The other suggests breaking clients that aren't using the more secure version of an OAuth method because
> I can't think of any OAuth client that would like to [use it]
That second one is a good idea, but the maintainer is also right to ask for some discussion before introducing a breaking change.
But crucially: neither of these are the kind of significant security issues you've found. Maybe lead with an actual bug?
And attempting to publicly shame them into accepting a PR. Kinda reminds me of https://en.wikipedia.org/wiki/XZ_Utils_backdoor
> That second one is a good idea, but the maintainer is also right to ask for some discussion before introducing a breaking change.
The discussion seems to be already happening https://codeberg.org/forgejo/forgejo/issues/8634, author of the blog just did drive-by PR rather than looking at issue tracker
It's very much "I know better, do what I told you despise not thinking a second about any second order effects the change might cause" attitude that is so common with security people
I believe the discussion in #8634 is for a different change, but one of a similar nature.

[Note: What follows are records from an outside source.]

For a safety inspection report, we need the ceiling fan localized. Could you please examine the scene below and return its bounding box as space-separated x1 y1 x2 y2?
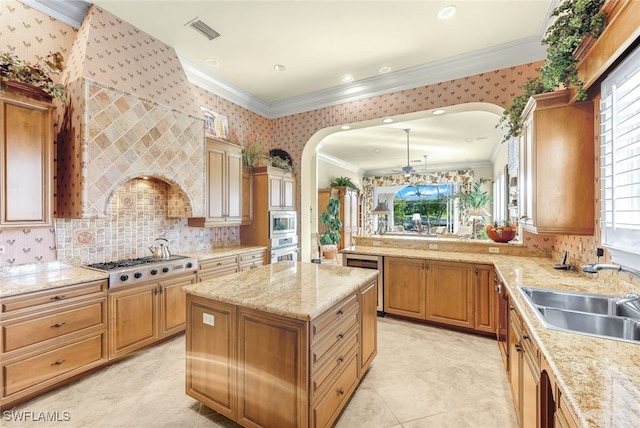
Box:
398 128 415 177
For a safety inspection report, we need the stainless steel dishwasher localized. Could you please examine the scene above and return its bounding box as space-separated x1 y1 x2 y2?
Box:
342 253 384 316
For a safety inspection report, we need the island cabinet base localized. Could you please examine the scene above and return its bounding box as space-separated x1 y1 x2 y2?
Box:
186 281 377 428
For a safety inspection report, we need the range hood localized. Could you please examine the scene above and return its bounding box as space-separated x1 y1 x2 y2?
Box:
55 6 205 218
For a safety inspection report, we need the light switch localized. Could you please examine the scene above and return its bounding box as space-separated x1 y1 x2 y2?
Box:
202 314 216 326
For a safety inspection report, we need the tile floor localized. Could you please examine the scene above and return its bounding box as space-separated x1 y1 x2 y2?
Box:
8 318 517 428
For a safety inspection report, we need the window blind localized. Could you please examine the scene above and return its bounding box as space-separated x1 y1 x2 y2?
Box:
600 45 640 269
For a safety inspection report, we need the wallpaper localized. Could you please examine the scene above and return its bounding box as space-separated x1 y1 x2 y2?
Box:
0 0 598 265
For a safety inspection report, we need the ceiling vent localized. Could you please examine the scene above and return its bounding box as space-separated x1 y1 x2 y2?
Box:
187 17 220 40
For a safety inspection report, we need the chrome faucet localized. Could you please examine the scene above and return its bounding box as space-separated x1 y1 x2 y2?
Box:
582 263 640 307
582 263 640 280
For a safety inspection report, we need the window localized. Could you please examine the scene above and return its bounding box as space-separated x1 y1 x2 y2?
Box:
600 45 640 269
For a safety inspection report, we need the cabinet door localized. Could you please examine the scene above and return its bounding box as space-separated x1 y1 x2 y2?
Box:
159 274 196 337
0 96 53 227
269 175 283 210
186 295 237 419
473 265 498 333
360 281 378 376
426 261 473 328
282 177 296 211
237 307 309 428
109 284 158 358
384 257 426 319
242 168 253 226
207 147 226 222
224 152 243 225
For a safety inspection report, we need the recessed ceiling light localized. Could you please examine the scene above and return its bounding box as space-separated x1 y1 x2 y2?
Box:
438 4 457 19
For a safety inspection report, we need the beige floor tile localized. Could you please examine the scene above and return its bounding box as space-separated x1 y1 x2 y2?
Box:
10 317 517 428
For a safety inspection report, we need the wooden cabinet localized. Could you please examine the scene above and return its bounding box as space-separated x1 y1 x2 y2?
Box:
198 250 266 282
240 166 296 247
0 91 53 228
0 280 107 409
518 90 595 235
508 300 540 428
383 257 497 334
186 281 377 428
109 274 196 359
240 166 253 226
384 257 426 319
318 186 360 250
473 265 498 334
188 138 243 227
426 261 474 328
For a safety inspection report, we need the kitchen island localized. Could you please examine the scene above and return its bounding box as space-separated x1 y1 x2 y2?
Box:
184 262 377 427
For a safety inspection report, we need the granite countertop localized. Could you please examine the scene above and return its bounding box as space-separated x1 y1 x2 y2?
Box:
183 261 378 321
179 245 267 261
0 262 109 297
344 246 640 427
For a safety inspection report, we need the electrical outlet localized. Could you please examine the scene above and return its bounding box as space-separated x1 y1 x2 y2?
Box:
202 314 216 326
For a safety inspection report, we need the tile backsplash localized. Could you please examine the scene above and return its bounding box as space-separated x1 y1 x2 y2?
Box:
0 179 240 266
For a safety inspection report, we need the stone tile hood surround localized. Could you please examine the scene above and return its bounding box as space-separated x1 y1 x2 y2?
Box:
56 6 205 218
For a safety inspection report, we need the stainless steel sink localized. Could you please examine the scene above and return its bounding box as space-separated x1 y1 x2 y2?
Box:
518 287 640 343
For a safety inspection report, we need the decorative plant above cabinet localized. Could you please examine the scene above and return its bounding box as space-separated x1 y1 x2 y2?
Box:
0 52 69 104
500 0 607 141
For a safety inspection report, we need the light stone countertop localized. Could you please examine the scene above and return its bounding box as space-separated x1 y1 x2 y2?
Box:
344 246 640 428
183 261 378 321
0 262 109 297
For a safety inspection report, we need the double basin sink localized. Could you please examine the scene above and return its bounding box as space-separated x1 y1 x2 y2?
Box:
518 286 640 343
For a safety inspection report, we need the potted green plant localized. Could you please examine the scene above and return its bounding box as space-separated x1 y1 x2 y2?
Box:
329 177 360 190
498 0 607 141
0 52 69 104
320 198 342 259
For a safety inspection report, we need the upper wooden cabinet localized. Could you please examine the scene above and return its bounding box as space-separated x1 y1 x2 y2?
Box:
318 186 360 250
0 92 53 227
188 138 243 227
253 166 296 210
519 90 595 235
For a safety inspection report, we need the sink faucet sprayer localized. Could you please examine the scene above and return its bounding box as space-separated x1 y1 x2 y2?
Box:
582 263 640 305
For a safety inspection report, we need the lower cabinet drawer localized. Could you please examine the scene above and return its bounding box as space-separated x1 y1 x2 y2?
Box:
2 299 106 352
2 334 106 397
311 352 358 427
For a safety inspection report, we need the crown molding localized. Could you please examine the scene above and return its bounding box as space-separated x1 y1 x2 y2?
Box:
18 0 92 29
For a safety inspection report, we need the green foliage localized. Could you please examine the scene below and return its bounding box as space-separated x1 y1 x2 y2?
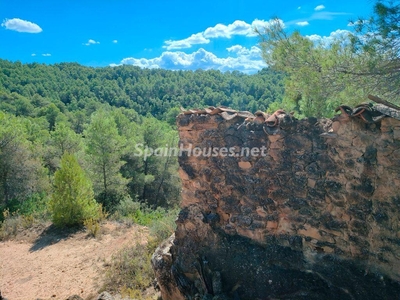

Yeah, ITOps and software teams are totally aware of the second order effects of their shitty software and compliance failures, security are always the wrong ones.
Closing the PR without providing feedback beyond "needs further discussion" does not engender said further discussion.
PR isn't a place for discussion about what or how to implement change in the first place, that should be forum/mailing list/issues
and there is open issue for that discussion https://codeberg.org/forgejo/forgejo/issues/8634
The response was, "needs a discussion," as in a post on `https://codeberg.org/forgejo/discussions`, rather than directly creating a PR.
There also was feedback saying approximately that they've been burned by security changes in the recent past and don't want to run into similar issues without due consideration.